Although the Lync Control Panel will give you a warning when attempting to delete a policy that is assigned to one or more users, it will let you. And in this example, the desired end-goal will be achieved – the users will be now use the Lync default Global policy – however this is not the correct way to do this.

Behind the scenes Lync will replace the previously assigned policy name with a numerical reference, and whenever a user management action is done in the Lync Control Panel or Management Shell, a warning will be produced for all users affected.

This is an example of the warnings produced for 6 users who had their existing conferencing policy deleted:

Lync Conf Policy Error

The Solution

A better way to completely remove an existing policy is to make sure no Lync users are assigned to it, and then delete the policy.

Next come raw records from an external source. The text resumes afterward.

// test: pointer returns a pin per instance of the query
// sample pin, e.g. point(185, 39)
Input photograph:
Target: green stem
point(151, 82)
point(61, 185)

To remove a user policy in the Lync Management Shell for a specific group of users, you can just set the policy to $null using the appropriate Grant-Cs cmdlet. For example, to remove the conferencing for all Lync users who currently have the “Allow Video” conferencing policy, we could use the Grant-CsConferencingPolicy cmdlet as follows:

Get-CsUser | Where-Object {$_.ConferencingPolicy -match “Allow Video”} | Grant-CsConferencingPolicy –PolicyName $Null

Or, for example, to remove any existing conferencing policy on all users in the AD City of Boston, you could use:

Get-CsUser -LdapFilter l=Boston | Grant-CsConferencingPolicy –PolicyName $Null

(Note: the lowercase L represents the AD attribute “locale” which represents the AD field “City”)

Once the policy assignment has been removed from all users who were assigned to it, the policy can safely be deleted to avoid the above warnings.

Tip – if you have the warnings described above, or other warnings that you already know about and can safely ignore, you can use the –”WarningAction:SilentlyContinue” parameter on any of the cmdlet’s to ignore the warnings until you correct the underlying issue.

What has been talked about in this blog post applies to all the per-user Lync policies, namely:

  • ExternalAccess
  • VoicePolicy
  • ConferencingPolicy
  • ClientPolicy
  • PresencePolicy
  • ArchivingPolicy
  • LocationPolicy
  • PinPolicy
  • MobilityPolicy
  • HostedVoiceMailPolicy

In all cases the cmdlet used to assign a per-user policy is “Grant-Cs{PolicyType}”.